図5は、顆粒のメジアン径と、顆粒の固形分比率との関係を示すグラフである。固形分比率が85質量%以上の領域において、顆粒のD50が顕著に小さくなる傾向が認められる。
<実験2>
実施例1〜3において仮圧延時の圧縮率が検討された。結果は下記表2に示されている。下記表2中、「++」、「+」、「±」「−」は、それぞれ以下の内容を示す。
「++」は、顆粒が脱落せず、かつ溶媒が滲み出さなかったことを示す。
「+」は、僅かに顆粒が脱落したか、または僅かに溶媒が滲み出したことを示す。
「±」は、溶媒が滲み出したことを示す。
「−」は、顆粒が脱落したことを示す。
上記表2に示されるように、50%以下の圧縮率において、溶媒の滲み出しが抑制される傾向が確認された。
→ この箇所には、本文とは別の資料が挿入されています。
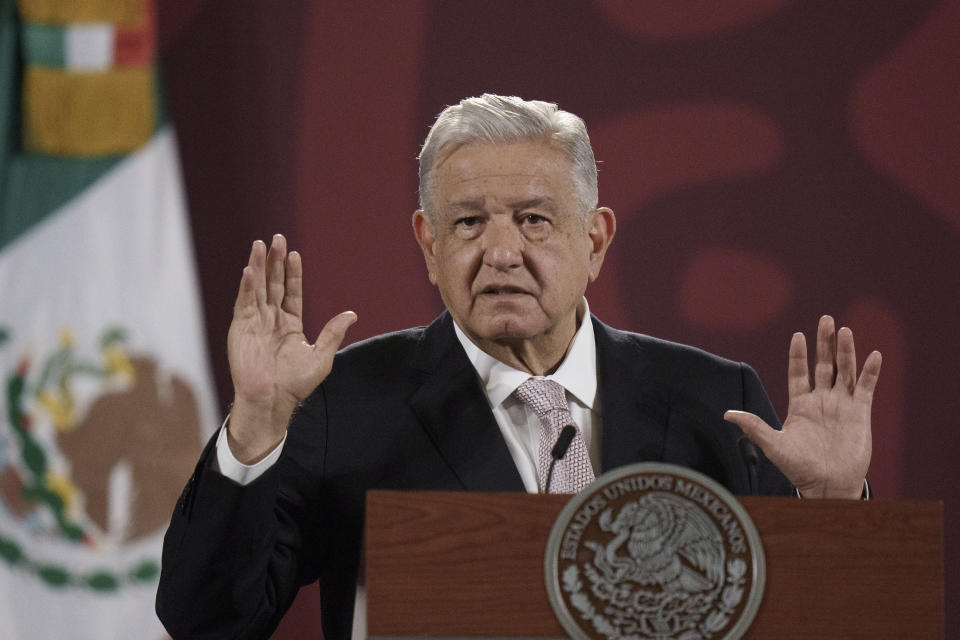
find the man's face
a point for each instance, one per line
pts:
(508, 248)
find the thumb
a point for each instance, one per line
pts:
(332, 334)
(755, 428)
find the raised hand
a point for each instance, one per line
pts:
(272, 364)
(825, 444)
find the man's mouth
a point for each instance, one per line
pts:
(501, 291)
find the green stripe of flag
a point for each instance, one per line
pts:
(34, 185)
(44, 45)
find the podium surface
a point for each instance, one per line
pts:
(452, 564)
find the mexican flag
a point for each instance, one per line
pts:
(105, 389)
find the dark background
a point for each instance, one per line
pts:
(769, 161)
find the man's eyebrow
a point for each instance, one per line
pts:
(532, 203)
(469, 205)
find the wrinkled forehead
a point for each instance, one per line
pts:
(510, 170)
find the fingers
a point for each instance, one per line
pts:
(275, 278)
(824, 370)
(868, 377)
(798, 373)
(293, 285)
(251, 292)
(846, 360)
(762, 434)
(331, 337)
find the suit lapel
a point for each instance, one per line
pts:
(635, 409)
(454, 411)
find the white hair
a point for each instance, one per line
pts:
(493, 119)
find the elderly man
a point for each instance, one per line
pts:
(512, 235)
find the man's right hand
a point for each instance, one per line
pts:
(272, 364)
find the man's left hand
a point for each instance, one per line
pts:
(825, 444)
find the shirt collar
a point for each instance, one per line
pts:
(577, 373)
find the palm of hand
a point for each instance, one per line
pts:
(271, 359)
(272, 364)
(826, 436)
(825, 444)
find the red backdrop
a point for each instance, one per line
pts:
(769, 161)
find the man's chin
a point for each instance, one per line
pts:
(507, 328)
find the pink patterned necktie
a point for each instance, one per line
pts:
(548, 399)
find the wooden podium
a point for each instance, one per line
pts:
(460, 565)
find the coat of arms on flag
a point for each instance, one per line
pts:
(105, 392)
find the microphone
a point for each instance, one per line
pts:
(559, 450)
(750, 453)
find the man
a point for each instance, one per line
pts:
(511, 234)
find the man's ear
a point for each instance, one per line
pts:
(423, 231)
(601, 229)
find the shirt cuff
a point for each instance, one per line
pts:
(242, 474)
(866, 494)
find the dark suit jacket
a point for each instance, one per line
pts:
(406, 411)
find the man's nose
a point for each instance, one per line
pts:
(503, 245)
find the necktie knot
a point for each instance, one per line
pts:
(548, 400)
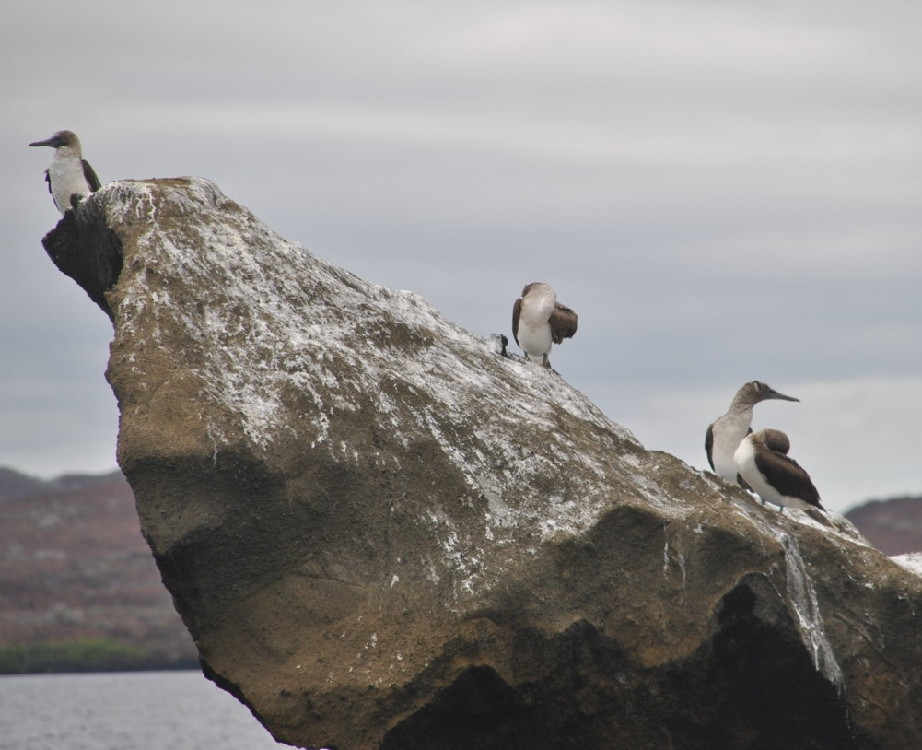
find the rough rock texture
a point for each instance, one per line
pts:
(382, 534)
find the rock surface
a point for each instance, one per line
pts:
(380, 533)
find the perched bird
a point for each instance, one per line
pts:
(724, 434)
(772, 475)
(540, 321)
(70, 178)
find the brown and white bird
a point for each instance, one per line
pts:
(724, 434)
(539, 321)
(70, 178)
(763, 463)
10%以上の圧縮率において、顆粒の脱落が抑制される傾向が確認された。したがって仮圧延時(乾燥前)の圧縮率は、好ましくは10%以上50%以下である。
上記の実施形態および実施例はすべての点で例示であって、制限的なものではないと考えられるべきである。本開示の範囲は上記の説明ではなくて、特許請求の範囲によって示され、特許請求の範囲と均等の意味および範囲内でのすべての変更が含まれることが意図される。
1 顆粒、2 基材、10 充填槽、20 充填ロール、30 仮圧延ロール、40 乾燥炉、50 本圧延ロール、100 電極製造装置。

Claims (1)

  1. 正極活物質と導電材と結着材と溶媒とを混合することにより、顆粒を調製すること、
    前記顆粒を多孔質アルミニウム基材に充填すること、および
    前記顆粒が充填された前記多孔質アルミニウム基材を圧延することにより、リチウムイオン二次電池用正極を製造すること
    を含み、
    前記リチウムイオン二次電池用正極を乾燥すること、および
    乾燥後の前記リチウムイオン二次電池用正極を圧延すること、
    をさらに含み、
    前記顆粒が、
    85質量%以上100質量%未満の固形分比率を有し、かつ
    前記多孔質アルミニウム基材の平均開気孔径よりも小さいメジアン径を有する
    ように調製される、
    リチウムイオン二次電池用正極の製造方法。